Backing Up A Linux Directory To The Cloud

We use Amazon S3 to backup a myriad of directories and data dumps from our local development and public live servers.  The storage is cheap, easily accessible, and is in a remote third party location with decent resilience.  The storage is secure unless you share your bucket information and key files with a third party.

In this article we explore the task of backing up a Linux directory via the command line to an S3 bucket.   This article assumes you’ve signed up for Amazon Web Services (AWS) and have S3 capabilities enabled on your account.  That can all be done via the simple web interface at Amazon.

Step 1 : Get s3tools Installed

The easiest way to interface with Amazon from the command line is to install the open source s3tools application toolkit from the web.  You can get the toolkit from http://www.s3tools.org/.  If you are on a Redhat based distribution you can create the yum repo file and simply to a yum install.  For all other distributions you’ll need to fetch and build from source (actually running python setup.py install) after you download.

Once you have s3cmd installed you will need to configure it.  Run the following command (not you will need your access key and secret key from your Amazon AWS account):
s3cmd --configure

Step 2 : Create A Simple Backup Script

Go to the directory you wish to backup and create the following script named backthisup.sh:

#!/bin/sh
SITENAME='mysite'
# Create a tarzip of the directory
echo 'Making tarzip of this directory...'
tar cvz --exclude backup.tgz -f backup.tgz ./*
# Make the s3 bucket (ignored if already there)
echo 'Create bucket if it is not there...'
s3cmd mb s3://backup.$SITENAME
# Put that tarzip we just made on s3
echo 'Storing files on s3...'
s3cmd put backup.tgz s3://backup.$SITENAME

Note that this is a simple backup script.  It tarzips the current directory and then pushes it to the s3 bucket.  This is good for a quick backup but not the best solution for ongoing repeated backups.  The reason is that most of the time you will want to perform a differential backup, only putting the stuff that is changed or newly created into the s3 bucket.
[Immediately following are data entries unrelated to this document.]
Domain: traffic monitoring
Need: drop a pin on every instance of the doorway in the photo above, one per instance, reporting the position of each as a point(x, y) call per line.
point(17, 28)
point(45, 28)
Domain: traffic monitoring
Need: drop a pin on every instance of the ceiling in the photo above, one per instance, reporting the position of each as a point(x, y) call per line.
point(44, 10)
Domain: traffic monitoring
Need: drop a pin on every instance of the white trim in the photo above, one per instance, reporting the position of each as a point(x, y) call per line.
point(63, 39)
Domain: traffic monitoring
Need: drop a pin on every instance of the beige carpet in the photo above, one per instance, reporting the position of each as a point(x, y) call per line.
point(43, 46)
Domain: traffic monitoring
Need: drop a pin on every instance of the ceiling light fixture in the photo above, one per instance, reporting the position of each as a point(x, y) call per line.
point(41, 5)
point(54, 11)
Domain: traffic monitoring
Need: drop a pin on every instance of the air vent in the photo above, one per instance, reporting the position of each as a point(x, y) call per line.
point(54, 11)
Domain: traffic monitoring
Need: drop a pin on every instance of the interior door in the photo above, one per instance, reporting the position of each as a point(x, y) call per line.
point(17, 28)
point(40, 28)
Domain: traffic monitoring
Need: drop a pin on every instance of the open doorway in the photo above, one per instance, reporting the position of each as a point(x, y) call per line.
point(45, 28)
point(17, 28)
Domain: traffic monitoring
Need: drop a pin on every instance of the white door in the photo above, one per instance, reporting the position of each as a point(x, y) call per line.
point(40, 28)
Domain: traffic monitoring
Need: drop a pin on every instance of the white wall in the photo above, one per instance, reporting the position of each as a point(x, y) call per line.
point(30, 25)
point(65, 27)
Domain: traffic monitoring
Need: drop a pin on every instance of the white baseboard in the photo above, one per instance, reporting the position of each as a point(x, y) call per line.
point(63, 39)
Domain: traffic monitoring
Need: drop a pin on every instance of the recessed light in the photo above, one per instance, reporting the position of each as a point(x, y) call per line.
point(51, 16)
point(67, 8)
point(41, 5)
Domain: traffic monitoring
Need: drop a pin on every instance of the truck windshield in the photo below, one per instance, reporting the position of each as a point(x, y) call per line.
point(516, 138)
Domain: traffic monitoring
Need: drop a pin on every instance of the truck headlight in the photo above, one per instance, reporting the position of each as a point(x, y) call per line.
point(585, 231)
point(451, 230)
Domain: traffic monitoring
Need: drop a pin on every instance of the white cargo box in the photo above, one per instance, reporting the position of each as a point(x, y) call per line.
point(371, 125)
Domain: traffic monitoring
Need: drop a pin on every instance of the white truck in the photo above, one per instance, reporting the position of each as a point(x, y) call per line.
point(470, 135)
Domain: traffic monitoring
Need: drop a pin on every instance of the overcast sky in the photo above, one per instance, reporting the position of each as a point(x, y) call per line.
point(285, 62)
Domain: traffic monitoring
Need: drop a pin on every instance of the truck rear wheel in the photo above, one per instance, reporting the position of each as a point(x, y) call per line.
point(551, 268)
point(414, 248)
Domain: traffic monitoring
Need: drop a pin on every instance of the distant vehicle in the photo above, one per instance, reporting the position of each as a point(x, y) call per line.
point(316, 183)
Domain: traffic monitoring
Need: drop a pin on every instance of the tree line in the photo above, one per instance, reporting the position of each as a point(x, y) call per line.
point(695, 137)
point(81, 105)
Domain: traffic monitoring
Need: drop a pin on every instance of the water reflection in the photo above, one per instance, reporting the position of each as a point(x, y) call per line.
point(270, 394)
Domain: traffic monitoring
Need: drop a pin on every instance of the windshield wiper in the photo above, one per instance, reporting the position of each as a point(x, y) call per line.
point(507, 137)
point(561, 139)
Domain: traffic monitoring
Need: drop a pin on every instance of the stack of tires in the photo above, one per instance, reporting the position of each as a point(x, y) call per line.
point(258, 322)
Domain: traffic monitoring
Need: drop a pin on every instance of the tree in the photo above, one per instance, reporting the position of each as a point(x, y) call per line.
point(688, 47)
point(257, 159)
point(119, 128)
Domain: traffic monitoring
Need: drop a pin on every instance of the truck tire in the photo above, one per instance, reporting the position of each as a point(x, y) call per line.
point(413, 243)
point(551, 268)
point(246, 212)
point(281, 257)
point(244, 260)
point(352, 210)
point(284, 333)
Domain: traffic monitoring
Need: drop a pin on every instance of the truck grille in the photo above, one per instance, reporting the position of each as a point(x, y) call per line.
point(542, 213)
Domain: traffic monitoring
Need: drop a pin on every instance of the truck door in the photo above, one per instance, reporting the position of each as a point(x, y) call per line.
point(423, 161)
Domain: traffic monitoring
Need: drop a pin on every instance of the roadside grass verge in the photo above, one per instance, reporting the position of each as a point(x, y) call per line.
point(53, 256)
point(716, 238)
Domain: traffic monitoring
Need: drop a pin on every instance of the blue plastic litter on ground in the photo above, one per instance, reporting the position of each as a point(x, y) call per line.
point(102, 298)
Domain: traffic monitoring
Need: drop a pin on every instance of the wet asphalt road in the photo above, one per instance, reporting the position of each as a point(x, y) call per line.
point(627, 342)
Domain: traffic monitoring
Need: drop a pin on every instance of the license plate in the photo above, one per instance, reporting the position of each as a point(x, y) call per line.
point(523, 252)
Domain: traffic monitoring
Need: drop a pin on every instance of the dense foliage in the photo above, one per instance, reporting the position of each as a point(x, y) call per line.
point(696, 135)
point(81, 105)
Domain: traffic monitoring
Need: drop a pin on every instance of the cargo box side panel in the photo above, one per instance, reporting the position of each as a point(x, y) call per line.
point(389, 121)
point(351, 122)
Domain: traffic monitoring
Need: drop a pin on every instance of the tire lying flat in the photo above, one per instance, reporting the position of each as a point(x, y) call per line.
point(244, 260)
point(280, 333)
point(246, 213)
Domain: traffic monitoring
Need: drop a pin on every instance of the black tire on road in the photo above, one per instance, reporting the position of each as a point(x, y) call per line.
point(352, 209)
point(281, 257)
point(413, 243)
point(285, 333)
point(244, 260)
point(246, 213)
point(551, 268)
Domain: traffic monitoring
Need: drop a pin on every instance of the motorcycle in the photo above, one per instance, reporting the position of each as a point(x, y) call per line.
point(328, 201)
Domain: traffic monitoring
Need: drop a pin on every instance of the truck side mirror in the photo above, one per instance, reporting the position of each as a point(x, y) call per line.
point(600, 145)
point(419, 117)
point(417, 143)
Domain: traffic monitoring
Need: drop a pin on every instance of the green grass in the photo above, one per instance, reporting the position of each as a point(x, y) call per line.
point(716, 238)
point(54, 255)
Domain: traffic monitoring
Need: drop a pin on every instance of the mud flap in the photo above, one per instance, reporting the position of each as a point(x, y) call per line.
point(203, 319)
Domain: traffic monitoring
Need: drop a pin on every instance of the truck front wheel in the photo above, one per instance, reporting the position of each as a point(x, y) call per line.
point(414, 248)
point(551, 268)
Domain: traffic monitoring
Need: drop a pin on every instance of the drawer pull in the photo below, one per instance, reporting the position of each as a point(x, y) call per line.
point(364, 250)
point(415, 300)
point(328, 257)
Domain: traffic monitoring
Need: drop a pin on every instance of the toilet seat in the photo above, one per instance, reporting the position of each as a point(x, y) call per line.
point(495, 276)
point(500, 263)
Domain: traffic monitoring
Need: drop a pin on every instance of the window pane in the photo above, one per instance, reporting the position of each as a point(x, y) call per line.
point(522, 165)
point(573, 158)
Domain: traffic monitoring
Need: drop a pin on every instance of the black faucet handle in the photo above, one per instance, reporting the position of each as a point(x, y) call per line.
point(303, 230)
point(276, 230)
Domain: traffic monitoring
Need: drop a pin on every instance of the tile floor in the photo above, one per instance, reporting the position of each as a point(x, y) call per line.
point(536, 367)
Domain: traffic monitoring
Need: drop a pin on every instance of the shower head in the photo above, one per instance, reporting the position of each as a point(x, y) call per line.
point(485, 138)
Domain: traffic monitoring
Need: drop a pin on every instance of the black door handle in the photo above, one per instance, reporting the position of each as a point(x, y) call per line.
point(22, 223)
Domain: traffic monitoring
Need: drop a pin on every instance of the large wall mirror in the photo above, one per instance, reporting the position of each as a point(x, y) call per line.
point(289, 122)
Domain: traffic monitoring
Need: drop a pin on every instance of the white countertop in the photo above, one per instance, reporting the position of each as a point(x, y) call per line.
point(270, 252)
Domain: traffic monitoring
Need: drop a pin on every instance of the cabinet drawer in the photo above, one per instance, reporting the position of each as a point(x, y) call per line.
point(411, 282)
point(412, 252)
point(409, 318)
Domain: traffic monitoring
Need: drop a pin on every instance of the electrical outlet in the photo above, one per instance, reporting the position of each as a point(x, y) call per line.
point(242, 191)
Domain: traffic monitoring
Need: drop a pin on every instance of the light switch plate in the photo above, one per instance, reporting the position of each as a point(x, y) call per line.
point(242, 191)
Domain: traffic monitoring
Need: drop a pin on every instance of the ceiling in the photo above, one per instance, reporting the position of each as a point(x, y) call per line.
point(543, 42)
AWS charges you for every put and get operation and for bandwidth.  Granted the fees are low, but every penny counts.

Next Steps : Differential Backups

If you don’t want to always push all your files to the server every time you run the script you can do a differential backup.   This is easily accomplished with S3Tools by using the sync instead of the push command.   We leave that to a future article.